The CSO published figures yesterday showing that economic output as measured by GDP grew by 2.7pc in the first quarter of 2010.
Technically this means that the Irish economy is finally out of recession after almost two years.
So why doesn't it feel like it?
On the same day as the figures purporting to show the end of the recession were released, the CSO also published figures showing that the numbers signing on grew by a further 5,800 in June and now stand at almost 445,000.
Indeed, if it weren't for the estimated 60,000 non-nationals who have left the country over the past year, the numbers on the live register would almost certainly exceed 500,000 by now.
Recovery, what recovery?
What the figures illustrate yet again is that, when it comes to measuring the performance of the Irish economy GDP, which is the internationally accepted yardstick, is worse than useless. This is because it includes multinational profits.
The only meaningful measure of Irish economic performance is GNP, which excludes multinational profits.
The gap between the two measures is wide and getting wider with the figures revealing that Irish GNP is now more than a fifth smaller than GDP.
Not only that, but GNP is still shrinking with the figures revealing a further 0.5pc drop in the first quarter.
In fact, since the economy went over the cliff in early 2008 Irish GNP has shrunk by over a sixth in real terms and by almost a quarter in cash or nominal terms when deflation is taken into account.
That's not a namby-pamby post-war recession but a full-on 1930s-style depression.
And we've got the scars to prove it. Not alone have almost 300,000 workers lost their jobs, the banking system has collapsed and Government tax revenues have dried up, falling by almost 40pc from their 2006 peak in spite of the swingeing tax increases imposed in the last three budgets.
So when can the recovery in the multinational enclave be expected to feed through into the rest of the economy?
That could take time, a lot of time.
The experience of the late 1980s and early-1990s was that while the economy began to emerge from the 1980s recession in 1987 it wasn't until the January 1993 devaluation that it began to be felt in the form of job creation and higher incomes. And things are now much worse than they were in the late 1980s. While the public finances went to the dogs in the 1980s, private sector borrowings were relatively low.
Not this time with private sector borrowing peaking at over two-and-a-half times GNP. With the banks effectively bust, ultimate responsibility for most of this private sector debt has now been transferred to the exchequer.
Digging ourselves out from under this mountain of debt is going to take much longer than it did after the 1980s recession.
Already we are being softened up for further spending cuts and tax increases in next December's Budget.

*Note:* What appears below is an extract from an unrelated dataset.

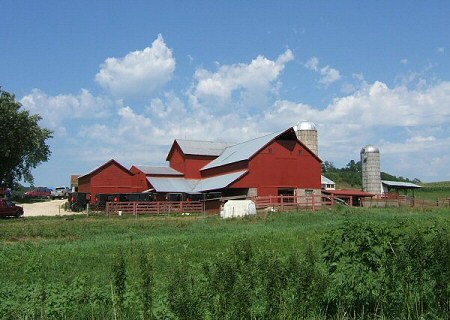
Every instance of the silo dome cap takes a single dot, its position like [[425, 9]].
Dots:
[[370, 149], [306, 125]]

While these are desperately needed to retain the confidence of the bond markets, from whom we are still borrowing almost €100m every working day, they will further depress the economy in the short term.
This means that even when the economy as measured by GNP begins to recover, probably in the second or third quarter of this year, it could be well into next year or even 2012 before we feel the impact in the form of reduced unemployment and higher incomes.